General characteristics
- Tons burthen: 513, or 51360⁄94 (bm)
- Length: 117 ft 2 in (35.7 m)
- Beam: 31 ft 6 in (9.6 m)

= Ogle Castle (1821 ship) =

Ogle Castle was launched at Cowes in 1821. She made two complete voyages to India sailing under a license from the British East India Company (EIC). She was lost with all aboard on 3 November 1825 while returning to London from her third.

==Career==
Ogle Castle first appeared in Lloyd's Register (LR) in 1821. In 1813 the EIC had lost its monopoly on the trade between India and Britain. British ships, Ogle Castle being one, were then free to sail to India or the Indian Ocean under a license from the EIC.

| Year | Master | Owner | Trade | Source |
|---|---|---|---|---|
| 1821 | Crosley | Brown | Cowes–London London–Bombay | LR |

On 18 May 1821 she sailed at the same time as . Ogle Castle arrived at Bombay on 5 October, but Blendon Hall had not been heard from since 8 June when she was at the Cape Verde Islands. As it turned out, unfortunately, Blendon Hall had wrecked. Ogle Castle sailed for London on 20 November 1821, but it was expected that she would be delayed by three weeks as she was expected to be taking on pepper on the Coromandel Coast. Ogle Castle arrived at the Cape on 5 February 1822, bound for London and having come from Bombay. She sailed from the Cape on 10 February and from St Helena on the 24th. She arrived at Falmouth on 6 May and sailed the next day for London.

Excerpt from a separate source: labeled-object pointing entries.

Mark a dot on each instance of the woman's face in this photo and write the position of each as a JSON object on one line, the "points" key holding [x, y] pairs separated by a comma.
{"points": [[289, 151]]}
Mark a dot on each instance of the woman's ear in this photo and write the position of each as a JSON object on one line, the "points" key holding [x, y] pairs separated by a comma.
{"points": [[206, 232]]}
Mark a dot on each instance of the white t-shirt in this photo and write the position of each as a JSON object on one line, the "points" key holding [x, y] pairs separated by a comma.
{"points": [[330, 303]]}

The various ship arrival and departure (SAD) reports referred to her master as Crosby or Crosley.

On 14 November Ogle Castle, Pearson, master, sailed from Gravesend for Bengal. She arrived at the Cape on 24 February 1823 and sailed on 3 March. She arrived at Madras on 2 May. Ogle Castle, bound for London, had to put back at Bengal on 2 September to be docked. By 10 October she had been repaired and was ready to leave the dock. Ogle Castle, Brown, master, sailed from Bengal on 31 October and St Helena on 30 January 1824. She arrived at Deal on 30 March. On 1 April a strong wind drove Ogle Castle on to 's hawse. Ogle Castle lost her boat but sustained little damage. She arrived at Gravesend on 6 April.

| Year | Master | Owner | Trade | Source |
|---|---|---|---|---|
| 1825 | Wynton | Dawson & Co. | Cowes–Madras | LR |

On 28 October 1824 Ogle Castle, Weynton, master, sailed from Gravesend, bound for Bombay. On 8 November she was at Cowes, and she sailed from there on 27 November. On 14 December she was at Madeira and immediately sailed on for Bombay. On 8 February 1825 she arrived at the Cape and sailed from there on the 11th. She arrived at Bombay on 4 May.

==Fate==
On 3 November 1825 Ogle Castle, inward bound from Bombay for London, stranded on the Goodwin Sands in a heavy gale and broke up, with the loss of over 100 lives. Captain James Weynton, all officers, crew, and passengers drowned.

It took some days for the wreck to be identified as the Ogle Castle. A report that a French fishing boat had rescued 17 crew men and taken them to Calais proved to be false.

For some weeks thereafter numerous bales of cotton, and some of silk, from her cargo, as well as some chests, came ashore at Margate, Dover, Ostend, and the Dutch coast. A part of the ship itself came ashore at Nieuport.

Although some contemporary press reports stated that when she was lost she was sailing on a one-voyage contract for the EIC, the standard references for the EIC's ships do not confirm this.